楠氏は自らが記者志望だったということもあり、新聞記者という職業を例にあげて本論を書かれているが、ポイントはここだ。

寄らば大樹,いわれたことを手際よくこなしていれば将来を約束されていたはずの人々には世知辛い世の中になったのかも知れないけれども,少なくとも僕にとってはフェアな競争が約束され,人生の幅も大きく広がった.チープ革命の進展は,活字やIT・放送・通信だけでなく,もっと幅広い範囲で無意味な障壁を崩していくことになるのだろう.それは一部の特権階級にとっては悪夢だけれども,才能ある疎外された人々と多くの消費者にとっては朗報のはずである.

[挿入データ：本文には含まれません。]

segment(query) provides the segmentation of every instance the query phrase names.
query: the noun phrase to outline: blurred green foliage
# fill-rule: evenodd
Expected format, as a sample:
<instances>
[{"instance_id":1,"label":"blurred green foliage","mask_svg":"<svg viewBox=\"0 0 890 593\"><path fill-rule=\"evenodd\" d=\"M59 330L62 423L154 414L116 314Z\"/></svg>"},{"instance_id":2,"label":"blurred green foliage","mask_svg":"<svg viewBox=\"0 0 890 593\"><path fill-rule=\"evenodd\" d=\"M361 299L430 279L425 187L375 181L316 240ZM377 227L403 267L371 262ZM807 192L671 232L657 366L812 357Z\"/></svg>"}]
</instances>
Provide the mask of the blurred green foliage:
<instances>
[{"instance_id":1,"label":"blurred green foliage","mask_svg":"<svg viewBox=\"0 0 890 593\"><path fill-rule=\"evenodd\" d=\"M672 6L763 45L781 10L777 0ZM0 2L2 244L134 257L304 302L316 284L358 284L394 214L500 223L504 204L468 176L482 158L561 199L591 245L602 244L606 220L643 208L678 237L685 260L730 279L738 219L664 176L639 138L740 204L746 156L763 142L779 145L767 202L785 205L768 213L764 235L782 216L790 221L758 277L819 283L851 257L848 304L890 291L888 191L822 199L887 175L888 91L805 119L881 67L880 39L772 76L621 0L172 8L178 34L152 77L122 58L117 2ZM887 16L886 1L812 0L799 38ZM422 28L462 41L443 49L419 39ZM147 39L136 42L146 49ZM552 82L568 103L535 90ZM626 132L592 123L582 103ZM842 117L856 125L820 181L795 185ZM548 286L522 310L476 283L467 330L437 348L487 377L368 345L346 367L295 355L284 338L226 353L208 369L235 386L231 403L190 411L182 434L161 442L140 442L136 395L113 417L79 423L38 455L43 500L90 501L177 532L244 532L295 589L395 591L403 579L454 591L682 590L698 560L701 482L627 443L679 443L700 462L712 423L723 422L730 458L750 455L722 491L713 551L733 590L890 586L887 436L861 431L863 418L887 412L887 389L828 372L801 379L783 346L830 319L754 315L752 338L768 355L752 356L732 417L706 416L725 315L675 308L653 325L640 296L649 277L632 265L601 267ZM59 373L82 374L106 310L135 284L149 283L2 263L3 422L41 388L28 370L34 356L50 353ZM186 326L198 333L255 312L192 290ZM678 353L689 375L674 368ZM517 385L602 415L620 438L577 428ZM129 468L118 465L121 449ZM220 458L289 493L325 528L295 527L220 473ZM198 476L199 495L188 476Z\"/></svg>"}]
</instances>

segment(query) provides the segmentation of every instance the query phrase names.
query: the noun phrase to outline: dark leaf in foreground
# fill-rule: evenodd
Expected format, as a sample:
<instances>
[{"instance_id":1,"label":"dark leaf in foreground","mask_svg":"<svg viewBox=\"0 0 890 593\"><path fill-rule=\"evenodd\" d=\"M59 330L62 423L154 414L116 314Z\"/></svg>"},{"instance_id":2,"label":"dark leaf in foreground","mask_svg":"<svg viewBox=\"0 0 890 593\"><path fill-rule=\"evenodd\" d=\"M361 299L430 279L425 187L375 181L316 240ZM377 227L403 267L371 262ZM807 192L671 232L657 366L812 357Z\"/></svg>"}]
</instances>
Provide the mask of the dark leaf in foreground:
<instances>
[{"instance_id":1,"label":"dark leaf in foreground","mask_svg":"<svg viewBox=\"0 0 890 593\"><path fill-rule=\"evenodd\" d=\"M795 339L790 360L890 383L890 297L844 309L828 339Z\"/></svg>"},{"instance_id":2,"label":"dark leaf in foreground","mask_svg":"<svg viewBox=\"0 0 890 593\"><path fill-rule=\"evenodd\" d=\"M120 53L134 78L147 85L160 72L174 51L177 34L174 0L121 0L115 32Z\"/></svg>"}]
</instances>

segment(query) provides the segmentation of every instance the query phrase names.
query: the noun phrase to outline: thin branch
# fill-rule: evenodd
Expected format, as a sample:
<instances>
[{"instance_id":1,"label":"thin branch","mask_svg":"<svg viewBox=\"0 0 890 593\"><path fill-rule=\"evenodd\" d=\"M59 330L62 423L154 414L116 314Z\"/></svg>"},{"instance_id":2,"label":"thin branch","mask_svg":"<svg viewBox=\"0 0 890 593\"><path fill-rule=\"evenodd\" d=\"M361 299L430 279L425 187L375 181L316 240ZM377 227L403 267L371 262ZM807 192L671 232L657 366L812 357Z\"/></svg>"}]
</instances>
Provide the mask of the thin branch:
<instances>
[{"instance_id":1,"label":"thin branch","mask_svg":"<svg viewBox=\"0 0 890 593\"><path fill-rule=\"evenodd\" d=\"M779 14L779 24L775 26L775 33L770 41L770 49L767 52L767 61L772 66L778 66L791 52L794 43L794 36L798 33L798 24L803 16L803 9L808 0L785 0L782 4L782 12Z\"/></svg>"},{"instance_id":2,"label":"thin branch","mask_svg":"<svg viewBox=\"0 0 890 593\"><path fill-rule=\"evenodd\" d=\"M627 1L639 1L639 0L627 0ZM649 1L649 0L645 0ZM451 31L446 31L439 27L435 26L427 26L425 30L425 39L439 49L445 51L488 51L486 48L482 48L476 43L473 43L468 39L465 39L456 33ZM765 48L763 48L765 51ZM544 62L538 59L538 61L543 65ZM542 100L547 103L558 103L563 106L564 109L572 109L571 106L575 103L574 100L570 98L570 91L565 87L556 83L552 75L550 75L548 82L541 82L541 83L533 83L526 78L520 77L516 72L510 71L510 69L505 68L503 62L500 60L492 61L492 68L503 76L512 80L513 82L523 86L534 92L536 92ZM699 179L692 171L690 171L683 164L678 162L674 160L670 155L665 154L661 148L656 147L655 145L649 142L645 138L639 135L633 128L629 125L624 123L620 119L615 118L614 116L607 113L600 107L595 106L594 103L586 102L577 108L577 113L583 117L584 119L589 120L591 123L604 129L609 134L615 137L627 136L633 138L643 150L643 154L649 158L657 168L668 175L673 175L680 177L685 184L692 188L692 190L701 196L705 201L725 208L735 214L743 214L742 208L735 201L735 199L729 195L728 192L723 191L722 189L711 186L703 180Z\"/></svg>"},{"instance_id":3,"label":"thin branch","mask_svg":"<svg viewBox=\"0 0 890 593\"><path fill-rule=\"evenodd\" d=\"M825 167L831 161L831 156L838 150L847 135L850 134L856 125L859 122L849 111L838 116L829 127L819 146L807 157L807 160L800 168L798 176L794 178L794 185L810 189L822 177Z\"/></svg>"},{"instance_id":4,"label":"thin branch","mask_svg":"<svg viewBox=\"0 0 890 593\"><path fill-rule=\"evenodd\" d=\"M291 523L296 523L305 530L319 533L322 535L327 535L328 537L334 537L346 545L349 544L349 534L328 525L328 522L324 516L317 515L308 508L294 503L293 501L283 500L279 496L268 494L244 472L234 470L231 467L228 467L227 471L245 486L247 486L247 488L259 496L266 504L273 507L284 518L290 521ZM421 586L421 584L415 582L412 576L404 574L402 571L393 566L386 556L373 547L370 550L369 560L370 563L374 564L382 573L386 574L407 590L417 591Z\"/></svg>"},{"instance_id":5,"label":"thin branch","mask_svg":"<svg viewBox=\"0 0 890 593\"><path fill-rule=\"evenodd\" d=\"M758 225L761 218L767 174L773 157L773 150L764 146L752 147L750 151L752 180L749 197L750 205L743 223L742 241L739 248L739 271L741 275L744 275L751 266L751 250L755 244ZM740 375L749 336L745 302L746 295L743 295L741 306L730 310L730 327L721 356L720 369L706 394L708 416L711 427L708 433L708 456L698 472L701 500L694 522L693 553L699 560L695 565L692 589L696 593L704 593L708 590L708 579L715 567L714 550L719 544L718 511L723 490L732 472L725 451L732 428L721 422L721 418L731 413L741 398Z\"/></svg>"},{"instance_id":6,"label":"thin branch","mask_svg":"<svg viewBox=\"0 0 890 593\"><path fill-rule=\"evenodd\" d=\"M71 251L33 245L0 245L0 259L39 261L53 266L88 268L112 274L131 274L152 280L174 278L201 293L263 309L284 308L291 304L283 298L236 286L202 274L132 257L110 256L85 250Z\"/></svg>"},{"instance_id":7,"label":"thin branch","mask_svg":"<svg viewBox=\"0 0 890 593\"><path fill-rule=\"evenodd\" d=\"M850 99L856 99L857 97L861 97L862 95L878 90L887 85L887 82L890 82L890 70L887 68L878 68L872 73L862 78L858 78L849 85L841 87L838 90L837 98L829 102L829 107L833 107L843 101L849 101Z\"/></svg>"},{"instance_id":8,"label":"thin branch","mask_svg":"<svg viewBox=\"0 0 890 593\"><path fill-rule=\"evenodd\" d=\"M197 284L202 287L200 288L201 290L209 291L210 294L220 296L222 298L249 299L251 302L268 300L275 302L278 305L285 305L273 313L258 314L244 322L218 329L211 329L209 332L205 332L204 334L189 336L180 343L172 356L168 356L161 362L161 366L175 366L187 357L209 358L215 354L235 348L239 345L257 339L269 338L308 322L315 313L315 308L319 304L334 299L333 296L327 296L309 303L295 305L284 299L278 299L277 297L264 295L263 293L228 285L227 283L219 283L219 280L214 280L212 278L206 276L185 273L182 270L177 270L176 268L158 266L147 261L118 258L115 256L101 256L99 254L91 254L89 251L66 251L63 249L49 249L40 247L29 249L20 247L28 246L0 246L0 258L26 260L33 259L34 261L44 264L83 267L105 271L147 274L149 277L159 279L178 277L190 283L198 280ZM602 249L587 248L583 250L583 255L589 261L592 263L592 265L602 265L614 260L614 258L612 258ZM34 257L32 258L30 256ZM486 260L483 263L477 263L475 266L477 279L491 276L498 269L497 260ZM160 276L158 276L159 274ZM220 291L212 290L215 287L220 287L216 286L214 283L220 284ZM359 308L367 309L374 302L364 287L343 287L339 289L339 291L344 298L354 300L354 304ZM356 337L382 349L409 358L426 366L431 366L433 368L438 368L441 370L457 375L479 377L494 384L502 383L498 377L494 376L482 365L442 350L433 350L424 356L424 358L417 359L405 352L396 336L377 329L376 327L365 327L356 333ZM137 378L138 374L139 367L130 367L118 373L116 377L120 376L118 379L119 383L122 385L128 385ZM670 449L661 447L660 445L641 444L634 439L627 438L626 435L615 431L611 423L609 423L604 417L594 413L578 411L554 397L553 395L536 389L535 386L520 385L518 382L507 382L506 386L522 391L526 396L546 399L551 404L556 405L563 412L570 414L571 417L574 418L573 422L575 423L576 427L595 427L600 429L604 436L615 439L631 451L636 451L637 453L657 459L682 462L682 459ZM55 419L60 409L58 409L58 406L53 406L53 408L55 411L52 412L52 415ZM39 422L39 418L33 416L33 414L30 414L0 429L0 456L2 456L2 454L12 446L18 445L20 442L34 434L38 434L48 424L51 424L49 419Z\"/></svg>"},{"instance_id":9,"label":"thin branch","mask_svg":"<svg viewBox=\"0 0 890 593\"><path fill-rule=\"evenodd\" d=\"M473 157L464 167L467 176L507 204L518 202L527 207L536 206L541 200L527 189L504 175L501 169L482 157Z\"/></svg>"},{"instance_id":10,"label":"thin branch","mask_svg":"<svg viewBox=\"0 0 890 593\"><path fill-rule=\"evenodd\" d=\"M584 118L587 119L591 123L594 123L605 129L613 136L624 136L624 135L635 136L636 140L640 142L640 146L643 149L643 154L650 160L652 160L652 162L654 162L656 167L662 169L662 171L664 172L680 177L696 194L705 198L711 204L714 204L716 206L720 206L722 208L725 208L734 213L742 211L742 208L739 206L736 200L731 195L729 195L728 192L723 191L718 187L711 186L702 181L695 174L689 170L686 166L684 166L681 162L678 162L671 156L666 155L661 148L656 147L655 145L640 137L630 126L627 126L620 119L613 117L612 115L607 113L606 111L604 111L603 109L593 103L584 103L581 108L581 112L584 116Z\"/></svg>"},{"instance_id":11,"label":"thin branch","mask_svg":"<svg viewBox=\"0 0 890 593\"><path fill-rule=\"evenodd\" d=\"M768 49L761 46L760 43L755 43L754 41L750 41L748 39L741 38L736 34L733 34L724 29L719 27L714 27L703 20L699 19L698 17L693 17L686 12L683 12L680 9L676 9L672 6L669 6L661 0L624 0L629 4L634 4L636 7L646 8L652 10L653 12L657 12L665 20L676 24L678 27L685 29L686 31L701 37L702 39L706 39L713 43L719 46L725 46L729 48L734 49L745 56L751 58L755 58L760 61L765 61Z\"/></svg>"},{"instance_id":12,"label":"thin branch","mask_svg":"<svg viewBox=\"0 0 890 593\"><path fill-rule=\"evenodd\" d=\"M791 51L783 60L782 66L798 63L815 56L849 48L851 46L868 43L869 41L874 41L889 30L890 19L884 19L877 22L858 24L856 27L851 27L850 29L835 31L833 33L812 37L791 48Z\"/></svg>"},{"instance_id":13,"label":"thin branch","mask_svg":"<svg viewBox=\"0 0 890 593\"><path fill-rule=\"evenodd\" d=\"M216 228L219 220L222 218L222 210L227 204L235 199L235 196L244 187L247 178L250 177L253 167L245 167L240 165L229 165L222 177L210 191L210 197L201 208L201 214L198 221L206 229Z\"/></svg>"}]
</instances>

文中の「寄らば大樹,いわれたことを手際よくこなしていれば将来を約束されていたはずの人々」イコール「一部の特権階級」とは、僕が前エントリーで

「日本の一流大学を出て日本の一流企業に勤める」良さというのは他の人生の選択肢と比較して相変わらずある。だから気をつけなくちゃいけない。大組織の大組織たるゆえんは、大きな枠組みの中で広義の「知の創出」に専念してさえいれば、そこから先の「泥仕事」(「勉強好き」で「勉強ができて」高学歴の人たちは「組織の外に開かれた対人能力」を必要とする「カネに絡む」ような仕事をよくこう表現する)は誰か別の人がやってくれる(効率のよい分業みたいなものかな)、という仕事がかなり多く存在していたし、今も存在しているからだ。けっこういい仕事なのですよ、これが。見ていて羨ましくなるほどに。元「勉強好き少年」たちにとっての温床であり続けてきたが、ここがこれからは危ない。
「次の10年」の大変化が直撃するのはこの層であり、この層の予備軍だ。そして変化が直撃するともろいのもこの層だ。

と書いた「この層」と狭義には合致している。たぶん楠氏は社会全体を見渡してもう少し広い範囲のことをおっしゃっているのではないかと思うが、「一流大学から一流組織へ」と進む上でこれまで最も有効だった能力は「勉強能力」であったはずという意味で、「勉強」特権階級とでも呼ぶことにして、そう大きな間違いはなかろう。これから起こるのは、「勉強」特権階級の没落なのである。
もし僕が日本の大組織の再建を任されたとしたら、まずすることは「この層」の中で飛び切りすぐれた人材(プロスポーツ選手クラス)をほんのわずか残し「この層」の大半を組織から一掃することを「組織のゴール」と設定し、そのためにはどういう順番で何をやっていくべきかを考えていくだろう。むろんこれは夢想に過ぎないのだが、残念ながら一掃しなくちゃいけない「この層」に、同世代の知人・友人の顔がたくさん浮かんでくる昨今なのである。